"Hallo, Prinzessin", sagte mein Dad und ich schlang meine Arme fester um seinen Hals. Er drückte mich an sich und hob mich dabei etwas hoch.
"Dad", schluchzte ich und grinste unter Tränen. Er hatte mich vom heutigen Ausflug in den Central Park befreit und holte mich nun von unserem Hotel ab. Lachend setzte er mich wieder ab und schob seine Sonnenbrille auf der Nase hoch. Sein blauer Blick musterte das Gebäude und die Sonne ließ seine dunkelblonden Haare goldig glänzen.

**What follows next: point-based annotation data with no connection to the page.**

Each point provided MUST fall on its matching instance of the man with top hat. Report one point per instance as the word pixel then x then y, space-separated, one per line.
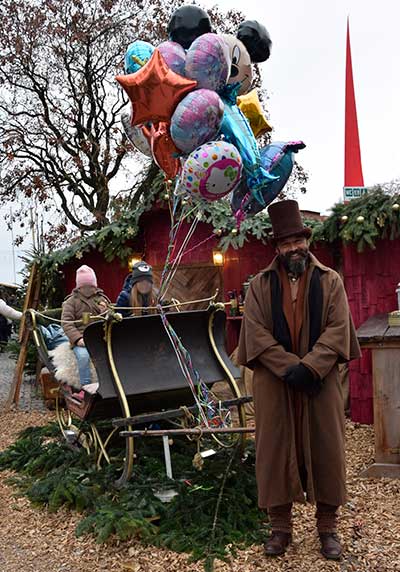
pixel 296 329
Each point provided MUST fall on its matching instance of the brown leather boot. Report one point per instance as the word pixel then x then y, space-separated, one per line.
pixel 277 543
pixel 330 545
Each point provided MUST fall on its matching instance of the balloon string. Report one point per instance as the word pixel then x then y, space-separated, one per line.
pixel 198 245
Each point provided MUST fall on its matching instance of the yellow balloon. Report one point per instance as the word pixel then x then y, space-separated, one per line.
pixel 251 108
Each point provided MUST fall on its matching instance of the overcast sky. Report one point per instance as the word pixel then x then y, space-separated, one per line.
pixel 305 77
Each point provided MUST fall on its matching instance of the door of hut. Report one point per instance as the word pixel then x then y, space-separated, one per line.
pixel 193 282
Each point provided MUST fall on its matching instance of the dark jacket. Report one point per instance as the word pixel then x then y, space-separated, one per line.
pixel 277 470
pixel 124 297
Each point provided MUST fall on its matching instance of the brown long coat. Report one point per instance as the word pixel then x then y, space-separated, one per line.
pixel 277 472
pixel 73 308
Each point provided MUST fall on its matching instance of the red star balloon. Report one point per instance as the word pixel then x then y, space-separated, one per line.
pixel 155 90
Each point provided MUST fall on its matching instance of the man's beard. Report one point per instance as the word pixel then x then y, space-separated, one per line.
pixel 295 266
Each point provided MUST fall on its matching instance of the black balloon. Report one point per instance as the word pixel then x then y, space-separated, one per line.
pixel 188 23
pixel 256 39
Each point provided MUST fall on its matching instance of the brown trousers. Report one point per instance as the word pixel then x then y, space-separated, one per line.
pixel 281 518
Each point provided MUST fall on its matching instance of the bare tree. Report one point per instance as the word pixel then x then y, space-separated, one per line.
pixel 61 144
pixel 59 103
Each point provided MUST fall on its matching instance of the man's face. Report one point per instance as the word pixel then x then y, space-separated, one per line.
pixel 144 287
pixel 293 252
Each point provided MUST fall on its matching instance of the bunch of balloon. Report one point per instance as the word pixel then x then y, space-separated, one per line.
pixel 193 111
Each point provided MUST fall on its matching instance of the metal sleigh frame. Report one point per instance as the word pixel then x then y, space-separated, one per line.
pixel 109 344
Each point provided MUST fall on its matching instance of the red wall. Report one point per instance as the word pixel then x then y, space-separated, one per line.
pixel 370 280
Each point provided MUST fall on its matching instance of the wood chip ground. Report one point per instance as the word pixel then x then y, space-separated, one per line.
pixel 33 540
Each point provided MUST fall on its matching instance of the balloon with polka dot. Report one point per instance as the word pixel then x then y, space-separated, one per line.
pixel 211 171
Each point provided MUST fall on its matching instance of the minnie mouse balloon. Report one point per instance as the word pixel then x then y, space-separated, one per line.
pixel 211 171
pixel 208 62
pixel 241 71
pixel 196 119
pixel 257 40
pixel 188 23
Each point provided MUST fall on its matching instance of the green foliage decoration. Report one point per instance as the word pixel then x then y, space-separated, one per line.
pixel 213 514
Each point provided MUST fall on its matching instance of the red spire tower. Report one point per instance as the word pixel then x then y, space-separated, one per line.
pixel 353 175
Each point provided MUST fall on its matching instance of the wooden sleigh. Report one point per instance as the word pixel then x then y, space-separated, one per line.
pixel 139 376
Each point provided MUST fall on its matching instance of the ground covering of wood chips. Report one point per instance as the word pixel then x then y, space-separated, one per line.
pixel 34 540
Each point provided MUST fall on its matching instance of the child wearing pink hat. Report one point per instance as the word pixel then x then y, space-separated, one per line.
pixel 86 298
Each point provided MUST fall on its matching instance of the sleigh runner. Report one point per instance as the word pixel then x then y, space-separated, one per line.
pixel 140 378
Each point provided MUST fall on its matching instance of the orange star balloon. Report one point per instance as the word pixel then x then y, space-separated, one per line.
pixel 165 153
pixel 155 90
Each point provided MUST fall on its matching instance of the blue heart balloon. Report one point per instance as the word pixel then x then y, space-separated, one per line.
pixel 236 130
pixel 278 160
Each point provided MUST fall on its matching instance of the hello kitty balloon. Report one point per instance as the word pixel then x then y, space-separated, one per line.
pixel 211 171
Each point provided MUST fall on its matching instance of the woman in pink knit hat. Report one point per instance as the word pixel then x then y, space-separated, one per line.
pixel 86 298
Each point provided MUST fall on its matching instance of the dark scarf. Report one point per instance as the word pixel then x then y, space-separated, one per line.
pixel 281 329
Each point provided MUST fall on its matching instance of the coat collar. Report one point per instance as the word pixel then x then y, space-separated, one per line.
pixel 314 263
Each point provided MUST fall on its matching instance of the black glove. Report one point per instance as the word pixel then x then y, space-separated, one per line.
pixel 300 378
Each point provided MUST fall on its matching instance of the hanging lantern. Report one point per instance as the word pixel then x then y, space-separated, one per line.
pixel 133 259
pixel 218 258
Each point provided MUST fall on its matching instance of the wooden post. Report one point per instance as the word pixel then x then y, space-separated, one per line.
pixel 31 301
pixel 384 341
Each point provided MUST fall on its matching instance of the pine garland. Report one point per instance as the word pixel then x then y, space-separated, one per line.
pixel 214 513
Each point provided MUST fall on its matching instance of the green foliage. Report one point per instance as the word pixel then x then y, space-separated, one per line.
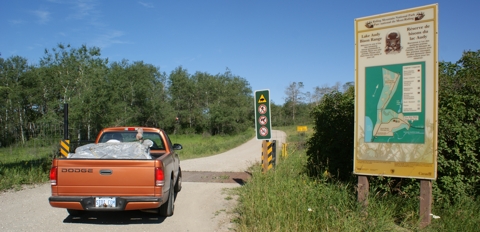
pixel 196 146
pixel 287 199
pixel 102 94
pixel 459 128
pixel 331 147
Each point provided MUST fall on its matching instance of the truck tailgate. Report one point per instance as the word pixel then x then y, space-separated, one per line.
pixel 80 177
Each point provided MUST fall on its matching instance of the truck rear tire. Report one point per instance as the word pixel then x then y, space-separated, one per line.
pixel 178 184
pixel 166 210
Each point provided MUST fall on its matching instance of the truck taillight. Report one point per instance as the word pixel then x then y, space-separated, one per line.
pixel 159 177
pixel 53 175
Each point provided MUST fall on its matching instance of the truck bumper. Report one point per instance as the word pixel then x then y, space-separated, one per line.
pixel 122 203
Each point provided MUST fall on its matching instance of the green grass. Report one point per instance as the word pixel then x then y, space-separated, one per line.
pixel 196 146
pixel 30 163
pixel 20 165
pixel 286 199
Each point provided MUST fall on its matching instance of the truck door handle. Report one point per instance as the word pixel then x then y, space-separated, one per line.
pixel 106 172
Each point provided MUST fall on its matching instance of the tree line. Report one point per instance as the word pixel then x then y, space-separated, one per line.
pixel 102 94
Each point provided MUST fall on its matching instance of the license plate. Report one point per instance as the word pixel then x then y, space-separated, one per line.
pixel 105 202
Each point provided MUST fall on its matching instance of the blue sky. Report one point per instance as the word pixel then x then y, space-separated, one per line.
pixel 269 43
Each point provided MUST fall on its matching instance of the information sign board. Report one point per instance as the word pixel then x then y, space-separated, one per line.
pixel 396 93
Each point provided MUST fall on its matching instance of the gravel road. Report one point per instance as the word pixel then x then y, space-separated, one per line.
pixel 200 206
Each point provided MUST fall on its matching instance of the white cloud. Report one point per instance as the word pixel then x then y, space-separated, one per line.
pixel 16 21
pixel 109 38
pixel 146 4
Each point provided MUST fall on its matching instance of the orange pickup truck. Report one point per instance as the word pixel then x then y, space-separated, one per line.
pixel 127 168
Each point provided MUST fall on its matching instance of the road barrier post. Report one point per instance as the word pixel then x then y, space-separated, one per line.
pixel 268 159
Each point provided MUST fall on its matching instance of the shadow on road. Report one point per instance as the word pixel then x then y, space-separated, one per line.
pixel 119 218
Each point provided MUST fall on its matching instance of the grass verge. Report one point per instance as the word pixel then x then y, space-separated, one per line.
pixel 196 146
pixel 30 163
pixel 24 165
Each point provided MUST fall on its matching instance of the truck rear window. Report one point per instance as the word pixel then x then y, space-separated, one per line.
pixel 130 136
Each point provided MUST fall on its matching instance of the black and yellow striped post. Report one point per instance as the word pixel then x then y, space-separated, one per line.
pixel 268 155
pixel 65 147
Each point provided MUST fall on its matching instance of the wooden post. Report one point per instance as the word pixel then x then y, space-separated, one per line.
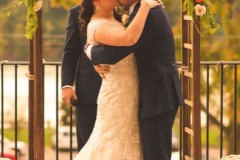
pixel 191 119
pixel 36 107
pixel 196 115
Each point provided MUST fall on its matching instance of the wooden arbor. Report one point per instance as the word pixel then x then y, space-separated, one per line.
pixel 36 100
pixel 190 70
pixel 191 123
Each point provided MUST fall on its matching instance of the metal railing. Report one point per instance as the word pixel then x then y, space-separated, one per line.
pixel 213 82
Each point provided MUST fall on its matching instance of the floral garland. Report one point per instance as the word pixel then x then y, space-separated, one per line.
pixel 202 9
pixel 33 6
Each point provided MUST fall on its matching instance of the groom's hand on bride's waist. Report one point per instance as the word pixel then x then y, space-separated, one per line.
pixel 102 69
pixel 67 94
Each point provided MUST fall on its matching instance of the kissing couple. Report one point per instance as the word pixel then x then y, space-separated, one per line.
pixel 140 95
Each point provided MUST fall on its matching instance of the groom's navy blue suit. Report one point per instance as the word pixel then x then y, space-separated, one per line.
pixel 160 90
pixel 77 67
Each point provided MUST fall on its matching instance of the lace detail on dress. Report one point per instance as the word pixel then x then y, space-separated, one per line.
pixel 116 132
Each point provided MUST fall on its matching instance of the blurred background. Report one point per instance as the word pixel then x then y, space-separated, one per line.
pixel 222 46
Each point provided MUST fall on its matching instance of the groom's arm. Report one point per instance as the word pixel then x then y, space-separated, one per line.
pixel 103 54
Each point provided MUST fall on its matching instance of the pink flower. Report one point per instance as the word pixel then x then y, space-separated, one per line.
pixel 125 18
pixel 200 10
pixel 38 5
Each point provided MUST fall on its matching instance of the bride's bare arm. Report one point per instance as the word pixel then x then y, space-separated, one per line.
pixel 117 36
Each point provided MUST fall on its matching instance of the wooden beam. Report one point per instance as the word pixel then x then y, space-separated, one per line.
pixel 36 107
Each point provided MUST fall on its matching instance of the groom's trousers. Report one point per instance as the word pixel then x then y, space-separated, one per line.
pixel 156 134
pixel 85 120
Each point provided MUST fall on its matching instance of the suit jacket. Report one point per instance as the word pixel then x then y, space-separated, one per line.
pixel 75 64
pixel 160 89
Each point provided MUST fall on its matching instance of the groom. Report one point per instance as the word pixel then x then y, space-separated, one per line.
pixel 160 91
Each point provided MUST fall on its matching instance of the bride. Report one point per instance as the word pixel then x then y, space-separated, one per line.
pixel 116 132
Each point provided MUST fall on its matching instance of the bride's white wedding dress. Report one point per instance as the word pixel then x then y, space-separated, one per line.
pixel 116 132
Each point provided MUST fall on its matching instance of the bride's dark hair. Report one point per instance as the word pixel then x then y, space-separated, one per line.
pixel 85 15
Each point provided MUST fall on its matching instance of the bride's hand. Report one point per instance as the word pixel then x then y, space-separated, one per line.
pixel 151 3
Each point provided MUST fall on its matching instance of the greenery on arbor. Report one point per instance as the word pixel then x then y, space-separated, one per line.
pixel 222 46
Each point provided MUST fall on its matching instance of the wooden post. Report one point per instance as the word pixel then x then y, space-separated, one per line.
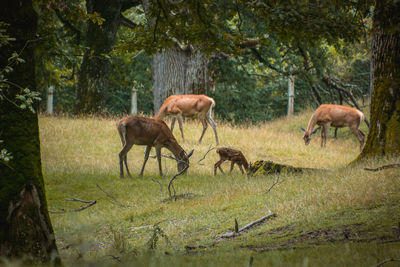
pixel 50 92
pixel 134 101
pixel 290 95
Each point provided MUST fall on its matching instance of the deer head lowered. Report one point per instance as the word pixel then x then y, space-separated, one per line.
pixel 328 115
pixel 180 106
pixel 135 130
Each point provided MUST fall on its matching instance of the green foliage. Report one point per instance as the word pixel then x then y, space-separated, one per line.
pixel 127 73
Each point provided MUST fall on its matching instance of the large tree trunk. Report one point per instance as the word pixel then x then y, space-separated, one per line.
pixel 94 72
pixel 178 72
pixel 384 133
pixel 25 229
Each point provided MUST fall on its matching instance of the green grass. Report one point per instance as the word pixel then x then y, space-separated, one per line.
pixel 79 154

"Also hier hat euer Lehrer euch also untergebracht", bemerkte er und griff nach meiner Hand. Wir gingen zu seinem silbernen Mercedes und er wuchtete mein Gebäck in den Kofferraum.
"Ja, es ist eigentlich gar nicht so schlecht", erwiderte ich und schnallte mich an. Dad startete den Motor und reihte sich in den Verkehr ein.
"Im Vergleich zu einem Bauernhof sicher", murmelte er und ich gab ihm einen Klaps. Er warf mir über den Rand seiner Sonnenbrille einen Blick zu und verzog die vollen Lippen zu einem Lächeln. "Was? Gefällt dir Rens Hof?" Ich zuckte mit den Schultern und massierte mein Nasenbein.
"Es ist eine Ranch, Dad. Es leben nette Menschen da und ich habe ein Pferd", sagte ich mit gleichgültiger Stimme und hoffte, dass er das Thema fallen ließ. Aber er war mein Dad und ich hatte meine Hartnäckigkeit von ihm geerbt.
"Ein Pferd kann ich dir auch besorgen", bemerkte er und setzte energisch den Blinker.
"Ich sage ja gar nicht, dass ich dableiben möchte. Ich möchte zu dir zurück."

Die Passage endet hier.